The manners of a man trained like Sir William Ashton are too much at his command to remain long disconcerted with the most adverse concurrence of circumstances. He received the Marquis, as he alighted from his equipage, with the usual compliments of welcome; and, as he ushered him into the great hall, expressed his hope that his journey had been pleasant. The Marquis was a tall, well-made man, with a thoughtful and intelligent countenance, and an eye in which the fire of ambition had for some years replaced the vivacity of youth; a bold, proud expression of countenance, yet chastened by habitual caution, and the desire which, as the head of a party, he necessarily entertained of acquiring popularity. He answered with courtesy the courteous inquiries of the Lord Keeper, and was formally presented to Miss Ashton, in the course of which ceremony the Lord Keeper gave the first symptom of what was chiefly occupying his mind, by introducing his daughter as “his wife, Lady Ashton.”

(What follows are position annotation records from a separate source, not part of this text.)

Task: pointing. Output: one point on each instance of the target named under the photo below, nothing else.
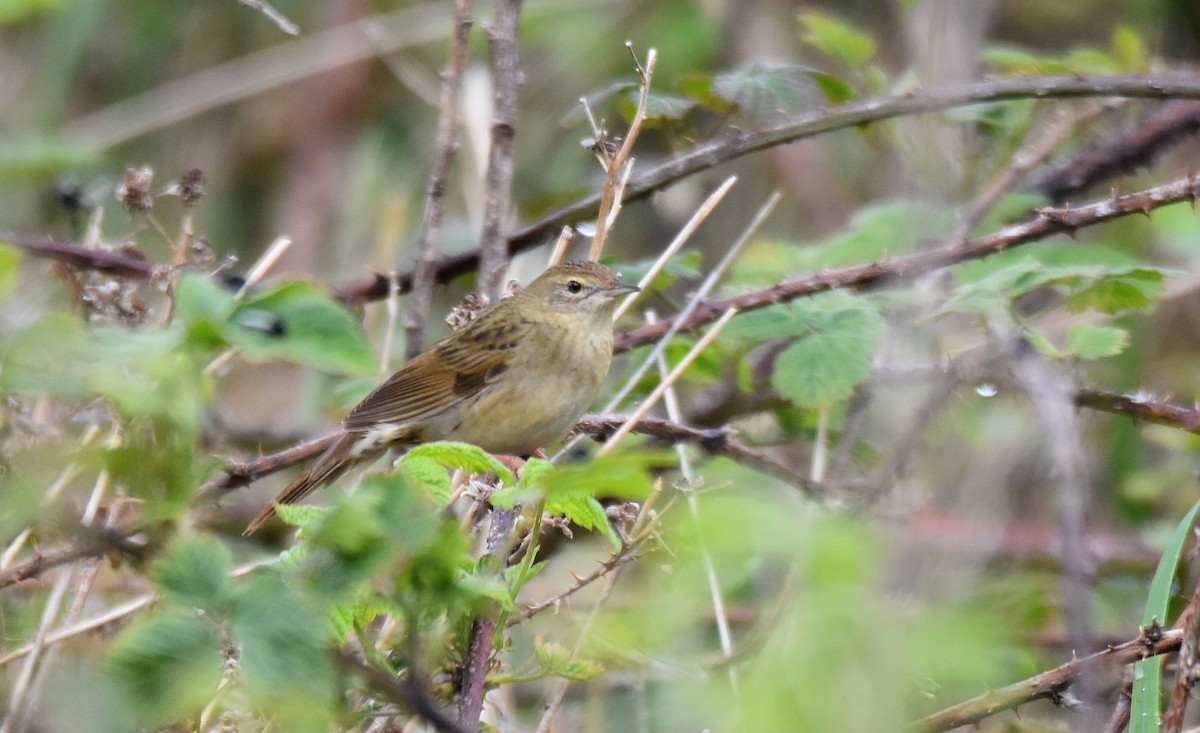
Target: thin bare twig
(444, 146)
(671, 401)
(670, 379)
(714, 152)
(504, 35)
(493, 259)
(1169, 125)
(1051, 394)
(1045, 222)
(1048, 685)
(274, 16)
(618, 167)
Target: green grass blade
(1145, 709)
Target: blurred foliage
(930, 571)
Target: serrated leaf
(838, 38)
(429, 474)
(168, 666)
(660, 108)
(303, 516)
(285, 664)
(299, 323)
(199, 299)
(1147, 690)
(582, 670)
(360, 612)
(835, 89)
(468, 457)
(838, 335)
(766, 91)
(1089, 341)
(10, 258)
(17, 10)
(551, 655)
(195, 572)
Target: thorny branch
(1045, 222)
(493, 252)
(727, 148)
(94, 544)
(504, 35)
(444, 146)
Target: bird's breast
(552, 379)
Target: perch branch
(1050, 684)
(444, 146)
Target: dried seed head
(190, 187)
(135, 190)
(472, 305)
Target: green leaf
(360, 612)
(285, 662)
(33, 156)
(299, 323)
(1089, 341)
(835, 89)
(660, 108)
(10, 258)
(303, 516)
(167, 665)
(1147, 680)
(195, 572)
(837, 337)
(468, 457)
(838, 38)
(429, 474)
(199, 299)
(570, 490)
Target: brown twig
(1045, 222)
(244, 473)
(93, 544)
(615, 166)
(714, 152)
(1140, 407)
(47, 247)
(1169, 125)
(1047, 685)
(493, 251)
(719, 442)
(444, 146)
(1187, 673)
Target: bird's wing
(451, 371)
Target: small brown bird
(513, 380)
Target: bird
(513, 380)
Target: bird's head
(579, 288)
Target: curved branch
(721, 150)
(1047, 222)
(47, 247)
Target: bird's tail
(333, 463)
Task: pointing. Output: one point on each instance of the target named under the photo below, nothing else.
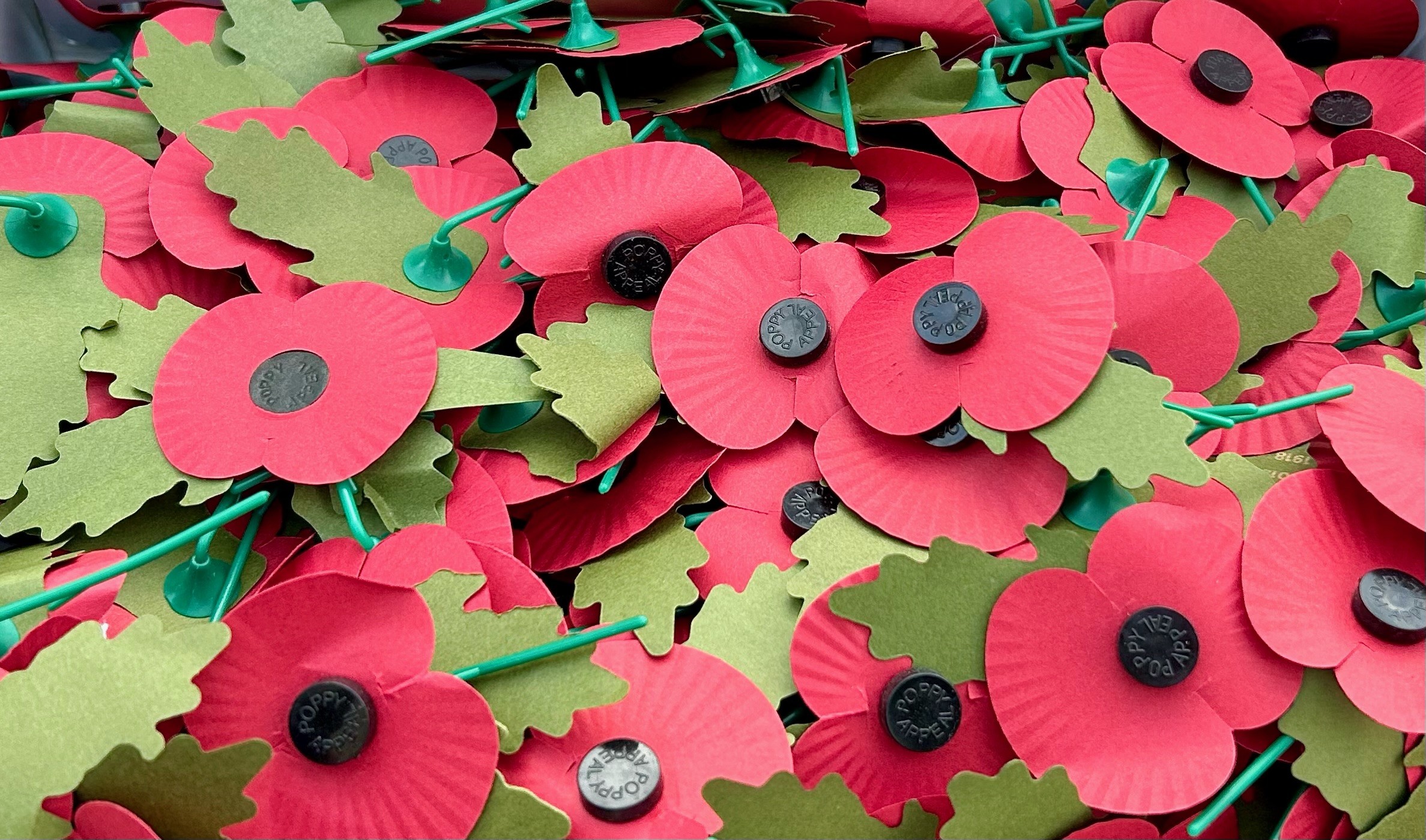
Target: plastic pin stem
(567, 642)
(149, 555)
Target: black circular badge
(1391, 605)
(1158, 647)
(920, 709)
(331, 721)
(949, 317)
(408, 150)
(287, 382)
(619, 781)
(636, 265)
(795, 330)
(1221, 76)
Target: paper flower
(1214, 85)
(746, 328)
(367, 742)
(259, 381)
(1143, 668)
(977, 331)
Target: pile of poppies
(740, 418)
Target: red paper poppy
(1064, 698)
(1377, 431)
(314, 391)
(427, 761)
(845, 685)
(1036, 355)
(728, 298)
(1311, 540)
(1155, 82)
(917, 492)
(582, 524)
(411, 116)
(80, 165)
(676, 193)
(702, 719)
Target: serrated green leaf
(648, 575)
(183, 792)
(1120, 424)
(542, 695)
(784, 809)
(564, 127)
(752, 629)
(291, 190)
(85, 695)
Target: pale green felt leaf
(1386, 226)
(467, 377)
(1120, 424)
(107, 470)
(134, 130)
(1013, 805)
(1354, 761)
(836, 546)
(648, 575)
(784, 809)
(1271, 276)
(601, 368)
(541, 695)
(83, 696)
(133, 348)
(183, 792)
(564, 127)
(301, 44)
(752, 629)
(47, 304)
(294, 192)
(515, 814)
(937, 611)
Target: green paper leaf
(1120, 424)
(836, 546)
(564, 127)
(542, 695)
(937, 611)
(107, 470)
(1354, 761)
(601, 368)
(294, 192)
(83, 696)
(784, 809)
(648, 575)
(515, 814)
(134, 130)
(1013, 805)
(1386, 226)
(136, 345)
(46, 306)
(183, 792)
(752, 629)
(1271, 276)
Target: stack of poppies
(740, 418)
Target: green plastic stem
(567, 642)
(150, 554)
(1237, 788)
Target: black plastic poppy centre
(636, 264)
(920, 709)
(619, 781)
(1391, 605)
(288, 381)
(331, 721)
(1221, 76)
(1158, 647)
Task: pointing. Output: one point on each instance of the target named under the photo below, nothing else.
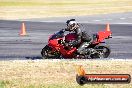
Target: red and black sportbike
(97, 49)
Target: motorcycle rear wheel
(102, 52)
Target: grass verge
(14, 9)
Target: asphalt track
(16, 47)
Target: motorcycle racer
(82, 36)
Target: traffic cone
(23, 30)
(107, 27)
(81, 71)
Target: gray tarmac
(16, 47)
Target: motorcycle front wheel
(47, 53)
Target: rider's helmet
(72, 25)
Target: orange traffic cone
(23, 30)
(107, 27)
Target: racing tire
(48, 54)
(102, 52)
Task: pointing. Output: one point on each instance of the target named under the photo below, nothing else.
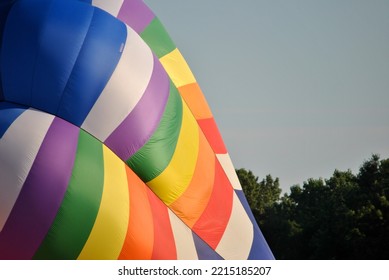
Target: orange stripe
(211, 132)
(140, 234)
(191, 204)
(164, 245)
(195, 100)
(213, 222)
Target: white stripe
(110, 6)
(124, 90)
(18, 149)
(229, 169)
(185, 246)
(239, 234)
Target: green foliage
(343, 217)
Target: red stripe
(211, 132)
(213, 222)
(164, 245)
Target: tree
(343, 217)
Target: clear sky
(297, 88)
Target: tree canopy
(343, 217)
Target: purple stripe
(136, 14)
(139, 125)
(42, 193)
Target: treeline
(343, 217)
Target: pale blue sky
(297, 88)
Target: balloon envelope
(108, 149)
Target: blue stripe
(96, 62)
(259, 249)
(61, 38)
(204, 251)
(20, 48)
(8, 114)
(62, 57)
(5, 6)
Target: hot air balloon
(108, 149)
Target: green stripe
(78, 211)
(149, 161)
(157, 38)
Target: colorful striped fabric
(108, 149)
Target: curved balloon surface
(108, 149)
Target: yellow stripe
(175, 179)
(177, 68)
(109, 231)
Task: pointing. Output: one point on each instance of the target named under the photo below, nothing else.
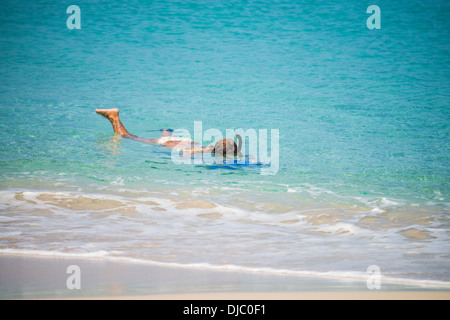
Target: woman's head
(228, 147)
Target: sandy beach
(31, 277)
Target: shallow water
(362, 114)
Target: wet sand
(32, 277)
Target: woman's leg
(113, 116)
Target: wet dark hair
(224, 146)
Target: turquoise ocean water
(363, 117)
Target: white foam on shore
(336, 275)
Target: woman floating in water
(188, 147)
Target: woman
(222, 148)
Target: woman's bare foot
(110, 114)
(113, 116)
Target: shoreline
(33, 277)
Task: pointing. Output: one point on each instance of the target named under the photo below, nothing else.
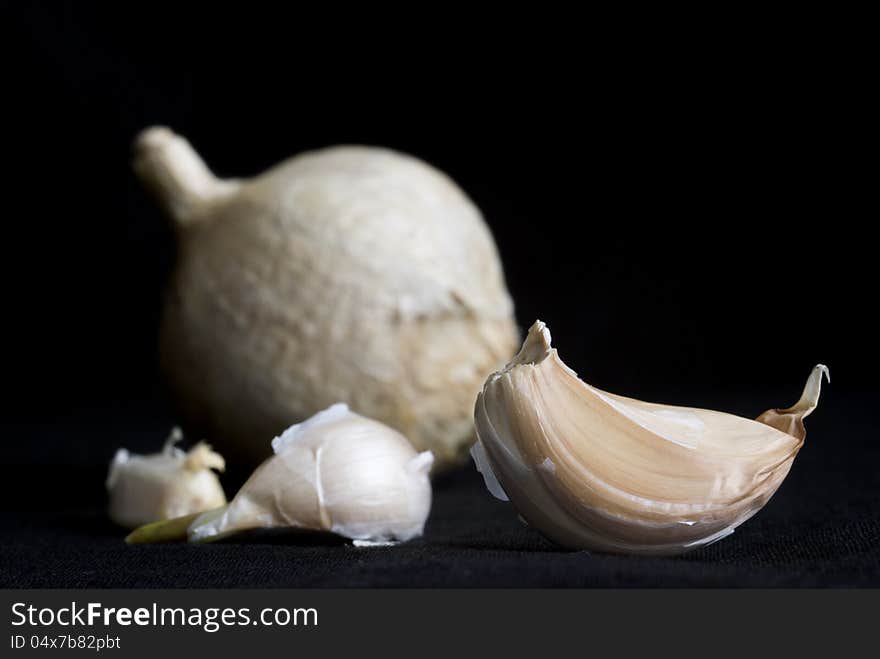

Lucy blushed; the Marquis looked surprised at the extremely juvenile appearance of his hostess, and the Lord Keeper with difficulty rallied himself so far as to explain. “I should have said my daughter, my lord; but the truth is, that I saw Lady Ashton’s carriage enter the avenue shortly after your lordship’s, and——”
“Make no apology, my lord,” replied his noble guest; “let me entreat you will wait on your lady, and leave me to cultivate Miss Ashton’s acquaintance. I am shocked my people should have taken precedence of our hostess at her own gate; but your lordship is aware that I supposed Lady Ashton was still in the south. Permit me to beseech you will waive ceremony, and hasten to welcome her.”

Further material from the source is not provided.